On New Year's Eve 2009, five days before the 2010 Olympic snowboarding trials, 22-year-old Kevin Pearce was training in Park City, Utah, when he slammed his forehead into the icy wall of a half-pipe during a practice run, suffering brain trauma so severe he had to relearn how to walk and talk.
"I look like a dead man," Pearce told Outside magazine in 2011 while viewing a photo of his limp body at the bottom of the pipe. "I look like a ... corpse."
Pearce's three-and-a-half-year road to recovery — from corpse to commentator and international spokesman for traumatic brain injury awareness — is the subject of "The Crash Reel," a new documentary directed by Lucy Walker premiering Monday at 9 p.m. on HBO.
During his rehab, the New Hampshire native and longtime Vermont resident held onto hope he would return to competitive snowboarding, despite doctors telling him he could die.
"There was a long period of time where I thought I was filming someone who was committing suicide," Walker told USA Today. "And Kevin would get really badly hurt again because he was at such grave risk. I had no idea how it was going to turn out. I was very worried for a very long time, a year, that we wouldn't have a happy ending."
Pearce now admits he was being stubborn — which is, of course, a necessary part of being an extreme athlete.
"I was holding onto it and was kind of not really trying to let it go and not believing that I had this change in my life," Pearce, who still has memory loss and dizziness, said in January. "It wasn’t until I got back on my snowboard and could see where I was at that I really understood I needed to change my lifestyle."
That was in 2011, when doctors cleared him to snowboard for the first time since the accident. "I used to take it for granted," Pearce said on the chairlift on the way up the mountain. "I used to be like, 'God, why is this lift so slow? Get me to the top!' Now it's just nice to be up here."
Pearce, the son of glass artist Simon Pearce, launched a fund that supports families of victims of traumatic brain injuries. Simon Pearce designed a "Love Your Brain" glass bowl — with 100 percent of the profits from its sale going to the Kevin Pearce Fund — and the accompanying "Love Your Brain" campaign focuses on TBI awareness and "the need for everyone to recognize the importance of his or her brain."
"I’d never heard of a TBI," he said at Sundance. "I never knew what a traumatic brain injury was."
Pearce, who was wearing a helmet when he crashed, has become an unlikely safety advocate in a sport that carries plenty of risks. Three weeks before his fall, Pearce suffered a concussion during a preliminary run at an Olympic qualifying event in Colorado.
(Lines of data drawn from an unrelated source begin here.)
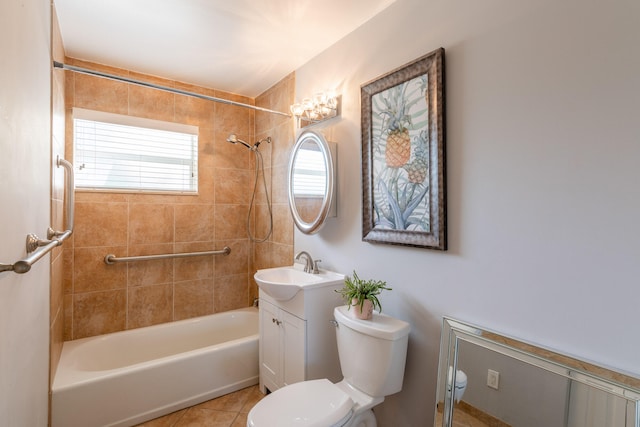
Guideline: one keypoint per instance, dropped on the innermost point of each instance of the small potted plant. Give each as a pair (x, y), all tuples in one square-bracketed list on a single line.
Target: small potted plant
[(362, 295)]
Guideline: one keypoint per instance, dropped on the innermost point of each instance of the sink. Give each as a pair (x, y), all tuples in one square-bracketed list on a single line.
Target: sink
[(283, 283)]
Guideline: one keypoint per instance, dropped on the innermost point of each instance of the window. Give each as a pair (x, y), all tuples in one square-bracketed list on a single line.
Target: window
[(128, 153)]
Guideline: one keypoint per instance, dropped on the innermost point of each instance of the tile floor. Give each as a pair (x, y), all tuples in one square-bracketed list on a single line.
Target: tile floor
[(230, 410)]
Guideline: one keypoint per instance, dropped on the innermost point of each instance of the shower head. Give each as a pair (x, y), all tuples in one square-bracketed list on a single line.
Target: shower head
[(233, 138)]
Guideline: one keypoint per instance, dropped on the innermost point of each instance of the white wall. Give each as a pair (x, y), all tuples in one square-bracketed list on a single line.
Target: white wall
[(25, 167), (542, 175)]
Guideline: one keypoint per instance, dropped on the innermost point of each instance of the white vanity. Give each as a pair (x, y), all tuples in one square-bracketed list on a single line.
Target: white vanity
[(297, 332)]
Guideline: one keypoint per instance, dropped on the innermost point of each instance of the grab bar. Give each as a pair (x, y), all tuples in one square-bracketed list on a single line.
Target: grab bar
[(36, 247), (112, 259)]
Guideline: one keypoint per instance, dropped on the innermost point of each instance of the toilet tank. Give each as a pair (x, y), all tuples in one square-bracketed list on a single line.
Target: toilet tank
[(372, 352)]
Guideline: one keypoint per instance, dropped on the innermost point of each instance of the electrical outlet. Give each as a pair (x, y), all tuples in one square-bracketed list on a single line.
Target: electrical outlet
[(493, 379)]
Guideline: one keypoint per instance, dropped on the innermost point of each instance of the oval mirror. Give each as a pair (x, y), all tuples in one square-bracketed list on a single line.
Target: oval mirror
[(311, 182)]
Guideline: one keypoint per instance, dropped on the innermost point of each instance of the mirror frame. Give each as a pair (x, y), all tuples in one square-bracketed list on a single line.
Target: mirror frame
[(328, 202), (454, 331)]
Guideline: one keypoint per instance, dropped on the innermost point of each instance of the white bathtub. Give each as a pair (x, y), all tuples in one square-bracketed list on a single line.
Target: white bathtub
[(128, 377)]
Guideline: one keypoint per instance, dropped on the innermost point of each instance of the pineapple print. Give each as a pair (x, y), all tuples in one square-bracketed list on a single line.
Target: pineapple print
[(417, 170), (396, 121), (398, 149)]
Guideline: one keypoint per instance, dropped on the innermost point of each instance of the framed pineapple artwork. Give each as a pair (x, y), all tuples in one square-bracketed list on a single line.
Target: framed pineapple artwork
[(403, 155)]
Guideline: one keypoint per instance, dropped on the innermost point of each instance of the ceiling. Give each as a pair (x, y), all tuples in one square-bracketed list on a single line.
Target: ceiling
[(239, 46)]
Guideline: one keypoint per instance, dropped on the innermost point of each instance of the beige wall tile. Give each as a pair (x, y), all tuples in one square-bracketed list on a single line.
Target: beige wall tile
[(100, 298), (97, 313), (195, 111), (237, 262), (194, 223), (230, 221), (230, 292), (193, 298), (151, 223), (154, 272), (149, 305), (232, 186), (151, 103), (92, 274), (101, 224), (95, 93)]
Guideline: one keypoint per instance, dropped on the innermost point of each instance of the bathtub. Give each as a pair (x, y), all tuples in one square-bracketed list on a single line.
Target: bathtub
[(128, 377)]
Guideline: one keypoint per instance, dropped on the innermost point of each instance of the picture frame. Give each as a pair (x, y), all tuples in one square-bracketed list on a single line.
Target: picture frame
[(403, 155)]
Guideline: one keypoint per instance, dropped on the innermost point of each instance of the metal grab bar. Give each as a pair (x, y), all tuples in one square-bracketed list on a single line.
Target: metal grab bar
[(112, 259), (38, 248)]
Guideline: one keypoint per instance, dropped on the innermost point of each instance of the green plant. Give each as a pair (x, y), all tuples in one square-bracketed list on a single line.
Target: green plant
[(360, 290)]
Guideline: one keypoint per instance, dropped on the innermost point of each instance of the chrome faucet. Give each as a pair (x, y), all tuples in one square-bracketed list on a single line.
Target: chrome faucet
[(311, 266)]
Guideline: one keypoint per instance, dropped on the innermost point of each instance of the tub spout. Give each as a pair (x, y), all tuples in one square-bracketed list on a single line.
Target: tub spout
[(308, 268)]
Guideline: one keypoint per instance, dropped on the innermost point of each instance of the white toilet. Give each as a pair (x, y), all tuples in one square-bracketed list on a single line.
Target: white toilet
[(372, 357)]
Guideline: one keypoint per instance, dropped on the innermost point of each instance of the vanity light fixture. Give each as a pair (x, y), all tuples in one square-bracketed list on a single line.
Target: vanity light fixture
[(323, 106)]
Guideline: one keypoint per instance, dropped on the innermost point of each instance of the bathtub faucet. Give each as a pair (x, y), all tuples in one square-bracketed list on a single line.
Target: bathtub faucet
[(311, 266)]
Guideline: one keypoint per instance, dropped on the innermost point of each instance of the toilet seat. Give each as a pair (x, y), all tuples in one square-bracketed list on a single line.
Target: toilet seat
[(316, 403)]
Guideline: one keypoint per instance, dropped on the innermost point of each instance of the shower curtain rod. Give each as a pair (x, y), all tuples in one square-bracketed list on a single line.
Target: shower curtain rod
[(75, 69)]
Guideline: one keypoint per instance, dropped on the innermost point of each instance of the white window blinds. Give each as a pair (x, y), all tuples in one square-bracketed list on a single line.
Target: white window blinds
[(128, 153), (310, 174)]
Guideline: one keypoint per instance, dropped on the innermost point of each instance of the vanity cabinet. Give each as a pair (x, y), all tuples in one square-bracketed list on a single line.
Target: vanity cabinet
[(297, 338)]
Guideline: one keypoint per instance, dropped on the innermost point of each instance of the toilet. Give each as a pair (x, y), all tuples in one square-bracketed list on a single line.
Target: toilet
[(372, 358), (460, 384)]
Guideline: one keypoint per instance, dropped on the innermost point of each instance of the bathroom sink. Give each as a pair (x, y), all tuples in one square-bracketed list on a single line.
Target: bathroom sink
[(283, 283)]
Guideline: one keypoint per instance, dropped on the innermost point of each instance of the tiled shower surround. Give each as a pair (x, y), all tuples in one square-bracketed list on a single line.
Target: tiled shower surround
[(100, 298)]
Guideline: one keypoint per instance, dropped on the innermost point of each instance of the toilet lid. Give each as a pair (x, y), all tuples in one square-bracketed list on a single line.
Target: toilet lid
[(317, 403)]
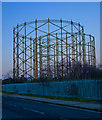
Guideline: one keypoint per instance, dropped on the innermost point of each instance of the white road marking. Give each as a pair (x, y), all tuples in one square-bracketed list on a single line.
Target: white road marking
[(34, 111), (76, 108), (63, 118), (11, 104)]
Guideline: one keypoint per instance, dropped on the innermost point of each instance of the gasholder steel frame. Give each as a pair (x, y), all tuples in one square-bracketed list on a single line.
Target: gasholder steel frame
[(50, 47)]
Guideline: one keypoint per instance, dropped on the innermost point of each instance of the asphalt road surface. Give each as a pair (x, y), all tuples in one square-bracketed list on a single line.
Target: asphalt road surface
[(19, 108)]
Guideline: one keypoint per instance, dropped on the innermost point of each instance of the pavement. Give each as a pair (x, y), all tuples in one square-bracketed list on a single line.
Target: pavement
[(81, 105), (15, 106)]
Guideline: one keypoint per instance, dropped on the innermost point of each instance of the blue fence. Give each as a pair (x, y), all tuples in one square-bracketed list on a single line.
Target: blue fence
[(88, 89)]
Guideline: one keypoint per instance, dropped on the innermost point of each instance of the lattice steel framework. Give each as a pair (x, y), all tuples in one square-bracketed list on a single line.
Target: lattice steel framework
[(43, 47)]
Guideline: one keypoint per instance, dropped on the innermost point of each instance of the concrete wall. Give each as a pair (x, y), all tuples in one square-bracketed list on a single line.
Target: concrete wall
[(88, 89)]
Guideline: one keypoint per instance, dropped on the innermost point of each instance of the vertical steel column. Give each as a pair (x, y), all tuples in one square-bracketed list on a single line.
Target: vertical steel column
[(79, 45), (90, 49), (40, 58), (61, 49), (88, 53), (34, 65), (17, 54), (83, 39), (54, 64), (48, 53), (31, 55), (73, 53), (76, 49), (57, 51), (25, 51), (14, 53), (94, 52), (67, 53), (36, 50)]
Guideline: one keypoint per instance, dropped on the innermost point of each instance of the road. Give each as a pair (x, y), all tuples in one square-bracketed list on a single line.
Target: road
[(19, 108)]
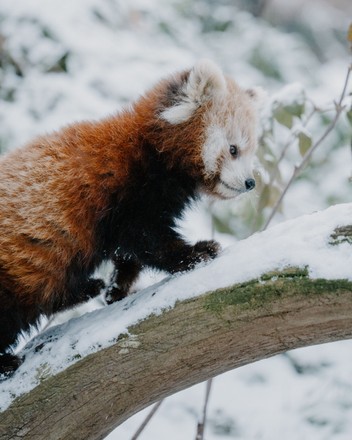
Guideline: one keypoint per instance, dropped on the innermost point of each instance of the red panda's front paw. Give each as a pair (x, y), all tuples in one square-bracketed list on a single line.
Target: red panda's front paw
[(207, 250)]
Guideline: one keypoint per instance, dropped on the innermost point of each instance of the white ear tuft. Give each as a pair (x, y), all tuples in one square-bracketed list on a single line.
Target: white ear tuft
[(205, 81)]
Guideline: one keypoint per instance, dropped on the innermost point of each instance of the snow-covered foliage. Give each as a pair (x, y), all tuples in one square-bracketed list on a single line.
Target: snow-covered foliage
[(66, 344), (66, 61)]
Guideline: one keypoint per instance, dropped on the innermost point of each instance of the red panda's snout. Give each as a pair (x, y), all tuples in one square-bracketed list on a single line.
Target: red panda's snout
[(216, 119)]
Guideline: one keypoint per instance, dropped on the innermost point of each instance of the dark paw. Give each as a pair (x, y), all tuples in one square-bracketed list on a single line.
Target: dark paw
[(8, 365), (207, 250), (115, 294), (93, 288)]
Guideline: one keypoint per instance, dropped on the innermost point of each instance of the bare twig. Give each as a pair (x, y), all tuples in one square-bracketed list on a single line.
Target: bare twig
[(201, 425), (338, 110), (147, 419)]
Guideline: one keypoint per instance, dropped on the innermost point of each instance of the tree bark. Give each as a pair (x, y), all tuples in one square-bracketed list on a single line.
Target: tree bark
[(196, 340)]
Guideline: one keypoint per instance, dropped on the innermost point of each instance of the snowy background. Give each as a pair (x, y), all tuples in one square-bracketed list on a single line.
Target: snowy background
[(67, 61)]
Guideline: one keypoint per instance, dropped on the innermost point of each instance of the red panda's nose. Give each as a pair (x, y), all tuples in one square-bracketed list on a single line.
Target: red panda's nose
[(249, 184)]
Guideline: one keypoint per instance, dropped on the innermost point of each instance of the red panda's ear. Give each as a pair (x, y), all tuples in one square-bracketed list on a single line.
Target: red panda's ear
[(204, 82)]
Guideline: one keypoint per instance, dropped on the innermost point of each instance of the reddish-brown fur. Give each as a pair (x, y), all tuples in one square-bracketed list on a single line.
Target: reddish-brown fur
[(111, 189)]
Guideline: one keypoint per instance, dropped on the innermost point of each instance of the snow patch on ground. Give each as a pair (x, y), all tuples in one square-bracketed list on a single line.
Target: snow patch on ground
[(303, 242)]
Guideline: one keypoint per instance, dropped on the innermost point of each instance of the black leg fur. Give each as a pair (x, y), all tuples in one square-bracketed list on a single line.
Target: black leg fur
[(126, 272), (8, 365)]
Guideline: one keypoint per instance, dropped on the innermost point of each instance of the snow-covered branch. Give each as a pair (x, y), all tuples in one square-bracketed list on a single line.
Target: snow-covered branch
[(284, 288)]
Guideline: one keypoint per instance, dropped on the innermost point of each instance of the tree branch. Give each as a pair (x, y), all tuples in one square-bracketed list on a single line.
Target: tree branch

“I don’t sometimes like what I’m doing,” Shaun White, the gold-medal-winning snowboarder and Pearce's former rival, admits in the film. “I do it because I need the satisfaction and the fulfillment to make me feel better about myself, like I’ve achieved some new level that I never dreamed of. We make cars faster. We make trains faster. We innovate. We do that. It’s just what we do.”
The half-pipe where Pearce crashed was the same one where Sarah Burke, a 29-year-old extreme skier, went into cardiac arrest after suffering a tear in her vertebral artery during a training accident in 2012. Burke was resuscitated but placed in a medically induced coma. She died nine days later.
Pearce returned to Park City earlier this year to promote the film at Sundance, but didn't return to the site of the crash.
"I have no desire to go back there," he said.